If you have a hobby website, then sure maybe analytics don't matter. But the idea that sites work better without analytics makes as much sense as saying you'll see better when you wear dark sunglasses.
What I am trying to say is that you can still do analytics, even pretty advanced stuff with some more elaborate scripting, if you want. The only thing you need is the access log.
Something which has been largely forgotten ever since tools like Urchin became a thing :)
<source: did fancy things with logs over the last 25 years, including running multiple tools on the same site in parallel to do comparisons (Analog, AWStats Urchin, GA, Omniture, homegrown, etc...)>
Not a single line of tracking or analytics on the front end, we just tracked everything we cared about at the server level.
For example, in the EU, you need user consent to use server logs that include IP addresses for analytics. You also need to provide post-consent opt-outs and privacy statements and audit logs and all off a sudden you're building another analytics tool.
Urchin was acquired by Google and was ultimately sunset in favor of Google Analytics. It supported local and hybrid analytics models, the later arguably evolved into Google Analytics.
In my experience, when analytics and the related ads tracking tools break, Marketing departments are revealed to be much more important than generally believed in the business.
Deleted Comment
I realize that this is probably the only way it could work but it is not clear to me that tracking by IP address (even over a single session and shredding the data once a day) is any better from a GDPR standpoint.

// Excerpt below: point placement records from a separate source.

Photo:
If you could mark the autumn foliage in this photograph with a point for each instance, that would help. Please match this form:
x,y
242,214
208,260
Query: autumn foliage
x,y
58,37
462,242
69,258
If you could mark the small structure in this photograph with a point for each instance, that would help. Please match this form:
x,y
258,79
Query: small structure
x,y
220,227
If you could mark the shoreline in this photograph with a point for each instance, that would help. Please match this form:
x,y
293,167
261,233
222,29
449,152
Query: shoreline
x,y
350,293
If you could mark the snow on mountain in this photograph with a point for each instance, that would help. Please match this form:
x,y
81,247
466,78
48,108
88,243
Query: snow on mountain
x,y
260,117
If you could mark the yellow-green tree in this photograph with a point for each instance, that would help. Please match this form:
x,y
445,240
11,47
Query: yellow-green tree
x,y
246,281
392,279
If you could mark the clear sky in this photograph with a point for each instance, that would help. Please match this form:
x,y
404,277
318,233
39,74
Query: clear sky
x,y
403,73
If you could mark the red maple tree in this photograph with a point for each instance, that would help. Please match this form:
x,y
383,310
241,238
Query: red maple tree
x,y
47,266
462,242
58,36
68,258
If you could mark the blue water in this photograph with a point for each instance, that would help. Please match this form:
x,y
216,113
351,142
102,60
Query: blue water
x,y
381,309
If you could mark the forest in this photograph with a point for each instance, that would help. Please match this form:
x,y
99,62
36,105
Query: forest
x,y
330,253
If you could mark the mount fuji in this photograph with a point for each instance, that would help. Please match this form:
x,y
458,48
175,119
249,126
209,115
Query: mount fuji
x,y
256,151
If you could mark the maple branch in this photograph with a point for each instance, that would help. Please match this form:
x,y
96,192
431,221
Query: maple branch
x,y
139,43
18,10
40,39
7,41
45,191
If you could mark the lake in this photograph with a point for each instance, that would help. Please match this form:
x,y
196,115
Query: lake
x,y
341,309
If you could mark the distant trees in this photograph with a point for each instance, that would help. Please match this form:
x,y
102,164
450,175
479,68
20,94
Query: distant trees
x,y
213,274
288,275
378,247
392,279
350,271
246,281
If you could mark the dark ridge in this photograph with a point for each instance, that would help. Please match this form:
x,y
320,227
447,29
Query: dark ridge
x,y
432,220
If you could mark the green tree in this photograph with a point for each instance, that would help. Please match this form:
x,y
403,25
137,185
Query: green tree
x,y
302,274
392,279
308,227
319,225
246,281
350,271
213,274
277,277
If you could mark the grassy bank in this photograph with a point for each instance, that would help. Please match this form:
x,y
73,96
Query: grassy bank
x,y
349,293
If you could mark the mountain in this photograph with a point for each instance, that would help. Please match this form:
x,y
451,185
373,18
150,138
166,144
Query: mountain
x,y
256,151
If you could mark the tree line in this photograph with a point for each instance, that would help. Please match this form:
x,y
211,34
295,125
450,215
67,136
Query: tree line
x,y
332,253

People seem to occasionally post cool new solutions, though it doesn't seem like Matomo has gotten that much attention, despite being a pretty strong alternative to Google Analytics (I haven't had that many issues while self-hosting it either).

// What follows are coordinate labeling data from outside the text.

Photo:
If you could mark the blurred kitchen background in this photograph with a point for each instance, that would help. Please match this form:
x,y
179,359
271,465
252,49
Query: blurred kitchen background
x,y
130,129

That's not completely true. Recital 26 of GDPR stipulates that
> “information which does not relate to an identified or identifiable natural person or to personal data rendered anonymous in such a manner that the data subject is not or no longer identifiable.”

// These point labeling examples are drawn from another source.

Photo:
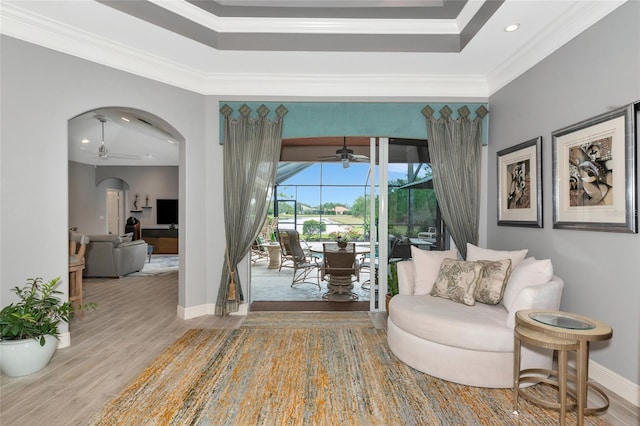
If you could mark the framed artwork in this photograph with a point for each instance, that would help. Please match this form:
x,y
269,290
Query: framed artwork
x,y
520,184
594,177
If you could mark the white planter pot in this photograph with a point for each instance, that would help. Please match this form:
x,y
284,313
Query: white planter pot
x,y
23,357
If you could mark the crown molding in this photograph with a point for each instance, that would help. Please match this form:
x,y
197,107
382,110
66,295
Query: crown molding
x,y
579,17
363,85
312,25
23,25
27,26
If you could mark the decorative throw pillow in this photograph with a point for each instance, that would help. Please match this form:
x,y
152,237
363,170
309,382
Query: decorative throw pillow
x,y
457,280
426,265
529,272
477,253
493,279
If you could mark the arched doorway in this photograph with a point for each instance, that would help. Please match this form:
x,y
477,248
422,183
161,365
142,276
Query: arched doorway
x,y
126,153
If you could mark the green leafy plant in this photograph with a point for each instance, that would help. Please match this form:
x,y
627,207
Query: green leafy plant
x,y
38,313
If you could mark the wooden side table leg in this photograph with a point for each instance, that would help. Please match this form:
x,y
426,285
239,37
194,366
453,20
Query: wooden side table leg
x,y
562,384
517,345
582,378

Hashing does not meet this threshold. If the same IP address is hashed using the same method, the result will always be the same, meaning it can be matched. Hashing is therefore considered pseudonimization and under GDPR, pseudonymized data is still considered personal data.
Moreover, the act of anonymization itself is a form of processing and therefore falls under the scope of GDPR. So even attempting to anonymize personal data doesn't remove GDPR obligations for the anonimyzation itself.
Does geographic grouping data depend on the IP address? If so I suppose it would need to be extracted first before hashing the IP, and I wonder how much that weakens the anonymization.
So, let's not bother with it. I can say all IP address are located in earth and someone would be offended because now we are invading their privacy by knowing which planet they are from. GDPR is not clear on IP address or IP address derived metadata. There is no case law for it, nor acceptable methodology and everyone is speculating about what are the consequences of and it is mostly just opinions from IANALs. GDPR is astrology for non-enterprise companies.
There is, see C-582/14 which concludes that IP address, even dynamic, are personal data.
And some features aren't available 1:1 with the CE version of Plausible either.